Fundraising fashion: Bella Boutique’s annual fall preview show supports Emma’s House
By RUSS LAWRENCE – for the Ravalli Republic
The Bella Boutique Fall Fashion Preview, set for Saturday, Sept. 13, is really two events in one: It’s a great dress-up party, where attendees are invited to dress in chic vintage fashions – including hairstyles and accessories – and enjoy an evening that includes a runway show of the latest fall fashions, as well as on-stage entertainment during the evening. Much – though not all – of the evening’s program is aimed at women, but there’s plenty to make it an attractive evening for men, too.
It’s also the biggest annual fundraiser for Emma’s House, a nonprofit that aids child victims of abuse and neglect in Ravalli County. The event includes both silent and live auctions, as well as some novel ways to donate to the organization.

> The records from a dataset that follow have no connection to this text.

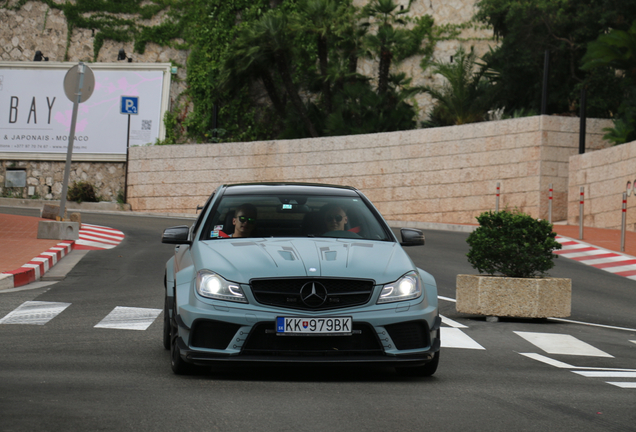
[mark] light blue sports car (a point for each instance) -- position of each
(291, 272)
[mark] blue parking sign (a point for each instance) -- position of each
(130, 104)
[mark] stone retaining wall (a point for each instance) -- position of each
(604, 176)
(44, 179)
(444, 175)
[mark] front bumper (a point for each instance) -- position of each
(391, 336)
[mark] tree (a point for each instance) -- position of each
(467, 94)
(616, 51)
(527, 28)
(305, 57)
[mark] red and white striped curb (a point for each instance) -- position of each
(34, 269)
(604, 259)
(95, 237)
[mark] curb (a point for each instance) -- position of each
(35, 269)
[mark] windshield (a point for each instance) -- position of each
(293, 216)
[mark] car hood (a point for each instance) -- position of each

There’s a third aspect to the event, though, that isn’t obvious to any but the closest observers, and that’s the fulfillment of the vision of Bella Boutique owners Mary Marsh and Claire Kemp. They put countless hours into the event, now in its 11th year, and have watched it grow from year to year.
That success is gratifying to them, first as owners of a business whose name is associated with the popular women’s fashion happening, but also as two people committed to making their community a better place to live.
“We want to do more than sell clothing,” Marsh attested. “We want to contribute to our community in a meaningful way. It’s who Claire and I are.”
“If we have the ability, we have to aid our community,” Kemp agreed.
Val Widmer, executive director for Emma’s House Children’s Advocacy Center, credits local businesses, and Bella Boutique in particular, for helping to make the services they offer available to their clients at no cost.
“We’re so fortunate to have businesses like this that want to help our kids. They’re great role models, and they make our community stronger,” she said.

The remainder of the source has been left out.